Tu dis aussi que tu vis un rêve éveillé avec les Jeux et les sorties de tes singles. S’il y a un truc qui te déplaît dans ta vie actuellement, qu’est-ce que c’est ?
C’est une bonne question. Je pense que plus tu en fais, plus tu as des pensées négatives qui arrivent, et il faut se battre contre ça. Mais de nouveau, ce n’est pas forcément négatif puisque j’en apprends sur moi-même, j’apprends à laisser ces pensées de côté. Il y a un très bon livre là-dessus qui s’appelle « The Untethered Soul, The Journey Beyond Yourself » [ndlr, de Michael A. Singer, 2007], qui raconte que les gens s’identifient à ces pensées. Par exemple, quand on marche dehors et qu’il fait froid, on se le dit à soi-même dans notre tête, alors qu’on pourrait juste éteindre ces pensées et vivre le moment, et ça passe beaucoup mieux. Il y a quand même des jours où ces pensées sont nombreuses, ça m’est arrivé plusieurs fois ces derniers mois de passer des journées “full dépression”. C’est aussi dû à toutes les émotions des concerts, c’est comme l’alcool ou les drogues: les gens en prennent pour s’éloigner de la réalité et il y a des moments où cela redescend. Et c’est ce que je fais avec la musique ou le sport, je m’éloigne de la réalité, mais il faut savoir revenir. C’est quand même un peu plus sain, parce que c’est naturel et tu en apprends sur toi-même.
Est-ce que la musique et le sport ont le même effet pour toi ou est-ce que tu fais de la musique dans certains moments et du sport dans d’autres ?
Ça vient assez naturellement, j’ai un plan bien défini, avec des moments de compétition et des concerts.

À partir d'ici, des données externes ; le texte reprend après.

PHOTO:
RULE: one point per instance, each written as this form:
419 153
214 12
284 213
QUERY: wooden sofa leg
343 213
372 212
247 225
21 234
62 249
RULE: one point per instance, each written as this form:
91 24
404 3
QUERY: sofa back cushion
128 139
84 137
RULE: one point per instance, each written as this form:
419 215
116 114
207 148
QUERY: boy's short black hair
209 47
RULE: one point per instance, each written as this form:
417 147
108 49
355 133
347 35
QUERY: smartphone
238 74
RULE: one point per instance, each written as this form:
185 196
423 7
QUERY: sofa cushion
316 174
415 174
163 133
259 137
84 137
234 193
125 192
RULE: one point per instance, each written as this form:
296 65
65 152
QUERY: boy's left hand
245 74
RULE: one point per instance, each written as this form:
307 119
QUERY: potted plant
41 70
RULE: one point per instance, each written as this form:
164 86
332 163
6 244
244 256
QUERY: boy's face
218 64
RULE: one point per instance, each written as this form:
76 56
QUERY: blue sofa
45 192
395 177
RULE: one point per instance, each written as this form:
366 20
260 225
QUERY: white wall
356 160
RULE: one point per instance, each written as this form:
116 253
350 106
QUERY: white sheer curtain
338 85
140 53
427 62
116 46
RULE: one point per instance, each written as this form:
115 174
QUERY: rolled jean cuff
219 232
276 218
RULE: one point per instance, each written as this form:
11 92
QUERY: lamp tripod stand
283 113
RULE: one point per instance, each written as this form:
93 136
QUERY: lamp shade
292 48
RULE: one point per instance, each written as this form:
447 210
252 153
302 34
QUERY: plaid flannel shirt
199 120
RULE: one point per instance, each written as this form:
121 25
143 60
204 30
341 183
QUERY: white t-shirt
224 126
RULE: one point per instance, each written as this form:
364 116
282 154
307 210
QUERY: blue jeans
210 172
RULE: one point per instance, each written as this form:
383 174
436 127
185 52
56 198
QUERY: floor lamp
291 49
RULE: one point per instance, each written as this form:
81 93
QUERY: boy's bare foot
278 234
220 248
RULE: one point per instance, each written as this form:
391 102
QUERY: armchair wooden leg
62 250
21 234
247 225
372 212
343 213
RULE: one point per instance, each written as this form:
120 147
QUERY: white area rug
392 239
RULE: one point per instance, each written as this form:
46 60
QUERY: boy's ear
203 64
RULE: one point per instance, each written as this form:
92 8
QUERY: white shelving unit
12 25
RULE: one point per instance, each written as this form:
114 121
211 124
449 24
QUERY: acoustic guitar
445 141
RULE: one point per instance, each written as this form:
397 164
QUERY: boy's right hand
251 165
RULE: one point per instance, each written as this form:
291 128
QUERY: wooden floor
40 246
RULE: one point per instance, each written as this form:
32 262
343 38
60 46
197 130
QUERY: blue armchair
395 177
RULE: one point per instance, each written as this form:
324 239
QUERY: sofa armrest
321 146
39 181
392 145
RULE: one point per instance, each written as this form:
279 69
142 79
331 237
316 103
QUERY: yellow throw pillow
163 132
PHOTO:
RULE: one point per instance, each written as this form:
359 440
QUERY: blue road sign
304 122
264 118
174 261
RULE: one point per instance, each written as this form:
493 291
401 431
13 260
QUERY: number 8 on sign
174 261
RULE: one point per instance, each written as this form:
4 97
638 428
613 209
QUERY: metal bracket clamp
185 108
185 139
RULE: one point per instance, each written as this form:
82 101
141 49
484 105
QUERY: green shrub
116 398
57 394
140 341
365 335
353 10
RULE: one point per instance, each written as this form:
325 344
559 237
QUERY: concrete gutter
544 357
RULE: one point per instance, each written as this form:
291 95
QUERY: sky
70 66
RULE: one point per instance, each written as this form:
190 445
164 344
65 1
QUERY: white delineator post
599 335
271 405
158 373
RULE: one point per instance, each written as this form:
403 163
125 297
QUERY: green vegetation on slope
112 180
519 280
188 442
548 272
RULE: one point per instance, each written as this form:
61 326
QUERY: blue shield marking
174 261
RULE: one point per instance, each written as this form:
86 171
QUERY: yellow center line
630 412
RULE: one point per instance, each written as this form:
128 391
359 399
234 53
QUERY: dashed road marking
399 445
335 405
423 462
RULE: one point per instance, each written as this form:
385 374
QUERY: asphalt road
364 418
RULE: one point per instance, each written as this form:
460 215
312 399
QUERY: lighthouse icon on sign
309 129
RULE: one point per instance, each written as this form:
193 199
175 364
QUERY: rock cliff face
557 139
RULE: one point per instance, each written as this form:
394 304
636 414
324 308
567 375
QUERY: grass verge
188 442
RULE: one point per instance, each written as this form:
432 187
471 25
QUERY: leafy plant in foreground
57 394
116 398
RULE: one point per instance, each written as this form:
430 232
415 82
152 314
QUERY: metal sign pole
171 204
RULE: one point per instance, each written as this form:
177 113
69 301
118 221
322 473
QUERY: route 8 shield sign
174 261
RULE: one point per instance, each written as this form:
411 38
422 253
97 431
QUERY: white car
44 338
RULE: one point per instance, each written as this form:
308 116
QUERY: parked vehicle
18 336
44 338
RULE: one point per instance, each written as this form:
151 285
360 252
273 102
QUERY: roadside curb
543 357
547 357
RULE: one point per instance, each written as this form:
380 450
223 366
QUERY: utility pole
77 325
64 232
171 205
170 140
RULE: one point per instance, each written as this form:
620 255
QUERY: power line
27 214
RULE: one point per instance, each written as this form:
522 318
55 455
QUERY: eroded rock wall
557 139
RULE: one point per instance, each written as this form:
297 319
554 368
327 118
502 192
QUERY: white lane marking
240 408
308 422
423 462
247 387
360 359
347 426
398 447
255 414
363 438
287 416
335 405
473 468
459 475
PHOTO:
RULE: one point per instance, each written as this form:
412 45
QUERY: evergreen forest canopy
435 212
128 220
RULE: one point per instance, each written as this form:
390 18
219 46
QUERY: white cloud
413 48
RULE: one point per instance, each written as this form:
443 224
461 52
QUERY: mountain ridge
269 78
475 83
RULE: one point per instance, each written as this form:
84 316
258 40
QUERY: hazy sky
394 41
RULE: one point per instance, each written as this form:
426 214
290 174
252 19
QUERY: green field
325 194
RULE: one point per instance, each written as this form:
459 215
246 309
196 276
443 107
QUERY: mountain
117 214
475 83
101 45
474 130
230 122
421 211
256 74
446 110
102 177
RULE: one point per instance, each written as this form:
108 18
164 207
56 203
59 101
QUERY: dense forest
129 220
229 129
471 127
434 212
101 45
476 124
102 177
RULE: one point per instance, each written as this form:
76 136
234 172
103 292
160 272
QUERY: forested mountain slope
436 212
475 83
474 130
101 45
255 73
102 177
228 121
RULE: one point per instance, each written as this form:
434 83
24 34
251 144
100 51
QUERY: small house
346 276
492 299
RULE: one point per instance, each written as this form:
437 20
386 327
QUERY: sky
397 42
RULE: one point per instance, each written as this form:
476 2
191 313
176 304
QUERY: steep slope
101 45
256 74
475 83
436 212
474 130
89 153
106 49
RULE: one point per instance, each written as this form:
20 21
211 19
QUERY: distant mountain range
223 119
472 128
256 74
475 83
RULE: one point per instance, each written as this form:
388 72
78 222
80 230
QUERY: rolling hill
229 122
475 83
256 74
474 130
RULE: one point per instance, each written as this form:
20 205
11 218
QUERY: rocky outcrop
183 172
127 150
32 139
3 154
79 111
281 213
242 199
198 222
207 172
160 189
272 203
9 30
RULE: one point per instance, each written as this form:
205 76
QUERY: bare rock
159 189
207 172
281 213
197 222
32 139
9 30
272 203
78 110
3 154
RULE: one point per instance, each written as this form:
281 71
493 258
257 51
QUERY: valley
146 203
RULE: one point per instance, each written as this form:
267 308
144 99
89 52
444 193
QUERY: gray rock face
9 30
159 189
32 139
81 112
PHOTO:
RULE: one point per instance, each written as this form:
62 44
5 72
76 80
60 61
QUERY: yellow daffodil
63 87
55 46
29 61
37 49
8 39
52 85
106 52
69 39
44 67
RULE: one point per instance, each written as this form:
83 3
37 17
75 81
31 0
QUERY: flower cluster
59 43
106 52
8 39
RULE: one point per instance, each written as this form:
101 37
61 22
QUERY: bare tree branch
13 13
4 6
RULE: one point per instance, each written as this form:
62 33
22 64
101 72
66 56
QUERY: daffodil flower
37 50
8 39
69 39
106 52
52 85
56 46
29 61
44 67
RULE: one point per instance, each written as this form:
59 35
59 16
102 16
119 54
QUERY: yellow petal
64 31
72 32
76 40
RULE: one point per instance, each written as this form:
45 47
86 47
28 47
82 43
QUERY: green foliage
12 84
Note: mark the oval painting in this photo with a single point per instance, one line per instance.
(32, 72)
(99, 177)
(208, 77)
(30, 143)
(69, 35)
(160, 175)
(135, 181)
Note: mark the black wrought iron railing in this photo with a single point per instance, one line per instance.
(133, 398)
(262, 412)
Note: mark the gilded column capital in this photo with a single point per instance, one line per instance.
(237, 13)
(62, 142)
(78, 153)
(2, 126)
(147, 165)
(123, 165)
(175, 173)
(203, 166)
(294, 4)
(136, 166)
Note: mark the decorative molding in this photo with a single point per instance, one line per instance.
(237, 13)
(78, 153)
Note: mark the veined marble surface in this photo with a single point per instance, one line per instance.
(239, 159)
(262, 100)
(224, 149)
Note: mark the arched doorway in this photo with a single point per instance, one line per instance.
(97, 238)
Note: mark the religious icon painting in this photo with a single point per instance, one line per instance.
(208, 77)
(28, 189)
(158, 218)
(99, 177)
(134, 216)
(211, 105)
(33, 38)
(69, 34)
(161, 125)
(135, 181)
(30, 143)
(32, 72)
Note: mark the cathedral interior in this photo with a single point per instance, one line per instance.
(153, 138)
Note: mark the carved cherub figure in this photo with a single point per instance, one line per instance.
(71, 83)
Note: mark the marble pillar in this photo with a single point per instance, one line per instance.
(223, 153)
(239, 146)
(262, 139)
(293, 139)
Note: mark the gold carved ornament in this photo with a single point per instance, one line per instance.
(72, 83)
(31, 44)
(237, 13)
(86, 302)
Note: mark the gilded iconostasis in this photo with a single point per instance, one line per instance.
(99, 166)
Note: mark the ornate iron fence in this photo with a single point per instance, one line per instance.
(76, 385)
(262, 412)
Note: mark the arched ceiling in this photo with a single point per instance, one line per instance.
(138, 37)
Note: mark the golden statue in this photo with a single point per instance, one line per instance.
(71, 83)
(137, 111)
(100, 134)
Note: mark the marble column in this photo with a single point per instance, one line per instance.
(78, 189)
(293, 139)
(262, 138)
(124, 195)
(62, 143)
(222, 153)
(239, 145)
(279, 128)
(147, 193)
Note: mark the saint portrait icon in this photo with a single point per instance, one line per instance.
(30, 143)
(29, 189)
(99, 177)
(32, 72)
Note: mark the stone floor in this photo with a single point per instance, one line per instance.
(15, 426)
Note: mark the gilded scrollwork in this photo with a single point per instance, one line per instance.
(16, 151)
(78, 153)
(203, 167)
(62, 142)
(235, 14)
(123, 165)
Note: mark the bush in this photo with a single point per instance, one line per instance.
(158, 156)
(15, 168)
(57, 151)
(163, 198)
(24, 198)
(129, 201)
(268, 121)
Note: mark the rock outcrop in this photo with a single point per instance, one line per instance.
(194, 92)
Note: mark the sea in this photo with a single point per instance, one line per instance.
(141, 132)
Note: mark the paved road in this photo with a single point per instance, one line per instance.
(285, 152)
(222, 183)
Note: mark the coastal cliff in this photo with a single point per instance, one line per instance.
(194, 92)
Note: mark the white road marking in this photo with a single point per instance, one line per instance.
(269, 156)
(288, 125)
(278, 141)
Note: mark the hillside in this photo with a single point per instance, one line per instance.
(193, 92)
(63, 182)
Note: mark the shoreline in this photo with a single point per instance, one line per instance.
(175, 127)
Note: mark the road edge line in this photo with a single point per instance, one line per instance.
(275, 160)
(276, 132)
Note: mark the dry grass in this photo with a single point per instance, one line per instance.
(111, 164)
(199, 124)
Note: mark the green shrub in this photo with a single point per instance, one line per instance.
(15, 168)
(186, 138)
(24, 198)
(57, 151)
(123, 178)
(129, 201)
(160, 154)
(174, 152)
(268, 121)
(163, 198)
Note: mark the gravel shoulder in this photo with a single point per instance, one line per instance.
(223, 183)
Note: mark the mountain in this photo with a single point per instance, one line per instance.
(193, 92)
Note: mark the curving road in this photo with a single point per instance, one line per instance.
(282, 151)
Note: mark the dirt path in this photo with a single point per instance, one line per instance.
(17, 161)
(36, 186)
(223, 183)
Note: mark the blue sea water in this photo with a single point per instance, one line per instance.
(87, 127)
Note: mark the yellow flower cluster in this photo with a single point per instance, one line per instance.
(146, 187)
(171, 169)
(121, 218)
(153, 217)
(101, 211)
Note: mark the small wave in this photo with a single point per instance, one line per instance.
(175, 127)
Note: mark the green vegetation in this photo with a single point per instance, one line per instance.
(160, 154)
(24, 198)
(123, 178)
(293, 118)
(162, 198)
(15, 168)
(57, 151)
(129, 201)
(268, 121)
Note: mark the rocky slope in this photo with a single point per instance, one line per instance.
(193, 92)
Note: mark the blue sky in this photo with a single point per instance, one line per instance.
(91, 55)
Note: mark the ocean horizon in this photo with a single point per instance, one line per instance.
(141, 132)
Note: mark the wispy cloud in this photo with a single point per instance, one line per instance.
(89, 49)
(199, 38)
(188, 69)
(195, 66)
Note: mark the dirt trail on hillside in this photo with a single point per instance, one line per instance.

C’est bien organisé et quoi qu’il arrive je me réjouis, je kiffe trop de faire du snowboard, je kiffe trop de faire de la musique. Ce soir on a un concert et je me réjouis trop de faire les soundchecks, de vivre ce moment et cette soirée avec tout le monde [ndlr, le 14 novembre dernier au Bleu Lézard].
Tu en as parlé avant, tu as lancé une série de films sur YouTube avec un premier chapitre qui est sorti ce mois-ci. Peut-on en savoir plus sur le deuxième épisode ?
L’an dernier, l’on faisait des vlogs trois fois par semaine qui montraient toute ma vie pendant la préparation des Jeux. Cette année on en avait un peu marre alors avec mon filmeur, on a décidé de faire des documentaires de 10 minutes pour montrer tout ce qu’il y a de plus profond dans ma vie. Dans le premier épisode, je fais un peu l’acteur en parlant de mes idées en costard et ce genre de conneries. On a eu beaucoup de retours positifs alors on a décidé pour le deuxième épisode de se tourner plus sur le “mindset”, sur l’attitude à avoir. On a écrit tout le script, il y aura beaucoup plus d’acting et presque pas de snowboard, parce que si les gens veulent me voir rider, ils allument la télévision et me voient en compétition. Alors que tout ce que je viens de dire maintenant, pouvoir mettre des images dessus, c’est génial. Ce documentaire c’est comme une thérapie, certains vont voir un psy et moi en me posant pour écrire, je me pose des questions à moi-même et cela me fait du bien.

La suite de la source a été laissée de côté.